Auch in der Australischen Bischofskonferenz ist das Pop-Verbot bereits ein Thema. "Wir diskutieren das", sagt Erzbischof Mark Coleridge von Canberra und Goulburn, der auch Vorsitzender der Bischofskommission für Liturgiefragen ist. Die Besonderheiten eines katholischen Begräbnisses sollten nicht aufgegeben und unterminiert werden. Zugleich werde die Kirche den Wandel aber auch nicht ignorieren. Nur wolle sie sich nicht "bedingungslos unterordnen". Was dies in der Praxis bedeute, sei "schon schwieriger auszumachen." Zur neuen Richtlinie in Melbourne wollte Coleridge sich nicht äußern. Jeder Bischof sei in seiner Diözese selbst verantwortlich, sagte er.



Sehr selten schockierende Musik

Natürlich gebe es auf der anderen Seite auch "viele Katholiken, die sich ein traditionelles Begräbnis wünschen", weiß Maria George.
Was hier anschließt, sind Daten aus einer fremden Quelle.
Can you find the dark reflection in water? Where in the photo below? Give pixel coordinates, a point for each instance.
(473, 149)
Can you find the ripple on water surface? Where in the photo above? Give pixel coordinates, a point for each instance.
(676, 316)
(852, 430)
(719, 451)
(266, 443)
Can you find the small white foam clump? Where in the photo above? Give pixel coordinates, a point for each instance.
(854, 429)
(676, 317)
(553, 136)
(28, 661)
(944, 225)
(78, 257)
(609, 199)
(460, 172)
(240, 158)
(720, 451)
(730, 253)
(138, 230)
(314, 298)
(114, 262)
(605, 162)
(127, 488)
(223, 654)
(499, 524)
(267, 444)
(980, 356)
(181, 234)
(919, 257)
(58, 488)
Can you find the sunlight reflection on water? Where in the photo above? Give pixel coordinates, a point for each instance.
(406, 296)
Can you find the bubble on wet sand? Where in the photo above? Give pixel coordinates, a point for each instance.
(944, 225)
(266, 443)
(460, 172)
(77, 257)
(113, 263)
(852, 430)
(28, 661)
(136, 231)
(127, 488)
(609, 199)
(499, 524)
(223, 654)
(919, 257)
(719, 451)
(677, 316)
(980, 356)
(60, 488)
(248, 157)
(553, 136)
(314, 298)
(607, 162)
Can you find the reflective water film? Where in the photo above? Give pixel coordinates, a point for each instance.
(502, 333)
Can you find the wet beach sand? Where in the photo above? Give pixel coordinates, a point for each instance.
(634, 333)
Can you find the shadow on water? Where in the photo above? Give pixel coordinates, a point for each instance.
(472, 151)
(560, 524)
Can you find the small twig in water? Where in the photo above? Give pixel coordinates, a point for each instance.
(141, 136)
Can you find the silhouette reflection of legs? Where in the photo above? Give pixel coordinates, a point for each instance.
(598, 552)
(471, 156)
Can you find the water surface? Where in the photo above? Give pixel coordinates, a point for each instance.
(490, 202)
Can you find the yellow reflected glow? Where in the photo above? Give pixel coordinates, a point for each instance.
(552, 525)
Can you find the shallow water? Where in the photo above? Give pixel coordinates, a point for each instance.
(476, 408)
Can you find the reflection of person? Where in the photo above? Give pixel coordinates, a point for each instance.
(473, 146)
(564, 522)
Die engagierte katholische Laiin unterstützt in Melbourne häufig Familien bei der Planung von Beerdigungen. Es komme nur sehr selten vor, dass jemand "schockierende Musik oder Symbole" verlange. Nach ihrer Erfahrung sind die meisten Menschen froh, wenn sie eine Anleitung für eine würdige Gestaltung der Trauerfeier bekommen.
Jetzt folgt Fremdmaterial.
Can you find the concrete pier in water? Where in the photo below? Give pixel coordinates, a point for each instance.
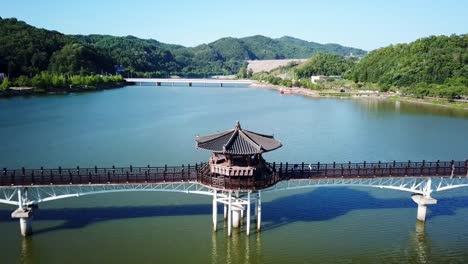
(423, 202)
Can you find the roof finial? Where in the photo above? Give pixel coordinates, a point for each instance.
(237, 125)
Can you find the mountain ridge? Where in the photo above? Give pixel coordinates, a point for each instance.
(28, 50)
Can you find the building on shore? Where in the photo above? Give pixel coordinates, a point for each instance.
(322, 78)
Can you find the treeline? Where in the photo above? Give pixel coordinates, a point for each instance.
(26, 50)
(46, 81)
(275, 80)
(433, 66)
(324, 64)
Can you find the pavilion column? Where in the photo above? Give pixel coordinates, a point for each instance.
(215, 211)
(248, 213)
(259, 210)
(230, 214)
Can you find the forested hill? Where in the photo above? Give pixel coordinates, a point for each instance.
(26, 50)
(432, 60)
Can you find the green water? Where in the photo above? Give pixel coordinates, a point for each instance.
(149, 125)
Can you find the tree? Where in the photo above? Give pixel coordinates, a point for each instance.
(5, 84)
(242, 74)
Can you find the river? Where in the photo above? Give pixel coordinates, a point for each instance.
(141, 125)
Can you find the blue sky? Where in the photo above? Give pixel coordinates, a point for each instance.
(360, 23)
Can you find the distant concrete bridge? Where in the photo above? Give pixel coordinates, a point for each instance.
(189, 82)
(26, 188)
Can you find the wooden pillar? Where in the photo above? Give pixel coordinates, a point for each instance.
(230, 214)
(215, 211)
(248, 213)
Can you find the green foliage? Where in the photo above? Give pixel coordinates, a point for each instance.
(429, 60)
(48, 81)
(433, 66)
(5, 84)
(78, 58)
(26, 50)
(242, 74)
(270, 78)
(324, 64)
(22, 81)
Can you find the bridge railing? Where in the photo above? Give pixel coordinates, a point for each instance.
(370, 170)
(113, 175)
(277, 172)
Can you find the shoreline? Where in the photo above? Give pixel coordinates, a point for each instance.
(373, 95)
(31, 91)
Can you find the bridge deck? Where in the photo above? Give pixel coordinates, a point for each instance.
(203, 81)
(281, 171)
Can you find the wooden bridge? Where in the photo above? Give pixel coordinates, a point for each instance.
(189, 82)
(200, 173)
(26, 188)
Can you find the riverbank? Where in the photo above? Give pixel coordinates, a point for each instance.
(458, 104)
(31, 91)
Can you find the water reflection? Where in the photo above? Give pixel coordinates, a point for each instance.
(420, 245)
(26, 255)
(238, 248)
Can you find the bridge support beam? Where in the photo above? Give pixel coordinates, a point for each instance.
(24, 213)
(423, 202)
(215, 211)
(236, 215)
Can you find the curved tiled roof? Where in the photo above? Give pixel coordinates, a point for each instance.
(238, 141)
Welche Titel angemessen oder schockierend sind, hängt natürlich stark vom Ohr des Betrachters ab. Sinatras "My Way", "Wonderful World" von Louis Armstrong und "Time to say goodbye" von Andrea Bocelli und Sarah Brightman sind laut einer Untersuchung aus dem Jahr 2008 die Favoriten unter den zehn beliebtesten Beerdigungssongs in Australien. Nur selten wählten die Angehörigen "The Show Must Go On" von Queen, Led Zeppelins skurrile "Stairway to Heaven"

(Himmelstreppe) oder - in umgekehrter Richtung - AC/DC"s Heavy-Metal-Hymne "Highway to Hell" (Autobahn zur Hölle).